The series hammers home the misdeeds of Purdue Pharmaceuticals, as well as the heartache and societal breakdown caused by its onetime “wonder drug,” OxyContin. But like a heavy-handed made-for-TV hearing, Painkiller lays it on too thick. A naïve viewer may come away from the show thinking that the opioid epidemic could be solely attributed to corporate greed, which does little to explore policies that could move the needle on our persistent drug crisis.
Though Painkiller efficiently depicts the main beats of OxyContin’s story—Purdue’s headlong push past traditional guardrails around opioids, aggressive marketing, and power politics—much of the on-screen drama oversimplifies its main characters. A fictional U.S. attorney played by Uzo Aduba, for example, largely serves as a mouthpiece for the showrunners’ anger while delivering monologues of exposition. Former Friday Night Lights star Taylor Kitsch’s character may as well be a stock character from a pickup truck commercial who transforms into an addict writhing on a motel floor. And corporate head Richard Sackler, played by Matthew Broderick, is played as a vacant avatar of avarice. Though his relationship to legacy, family, and reputation could have made for a nuanced story, Painkiller seems content to suggest the pursuit of the almighty dollar (and the wings of museums and college buildings it could purchase) drove him and other Purdue executives to delude others about OxyContin’s addictive potential.

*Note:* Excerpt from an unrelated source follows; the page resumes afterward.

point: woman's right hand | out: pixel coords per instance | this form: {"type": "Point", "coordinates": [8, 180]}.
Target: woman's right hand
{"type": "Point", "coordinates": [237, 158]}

But Purdue Pharma was far from the only 1990s institution sanguine about the potential of opiate-derived prescription medications. Companies like Johnson & Johnson, patient advocacy groups, and the Veterans Health Administration signaled an industry-wide shift to treat pain as the “fifth vital sign” and to convince prescribing physicians to get over their musty old “opiophobia.” Freedom from pain, proclaimed the World Health Organization in 2004, should be a universal human right.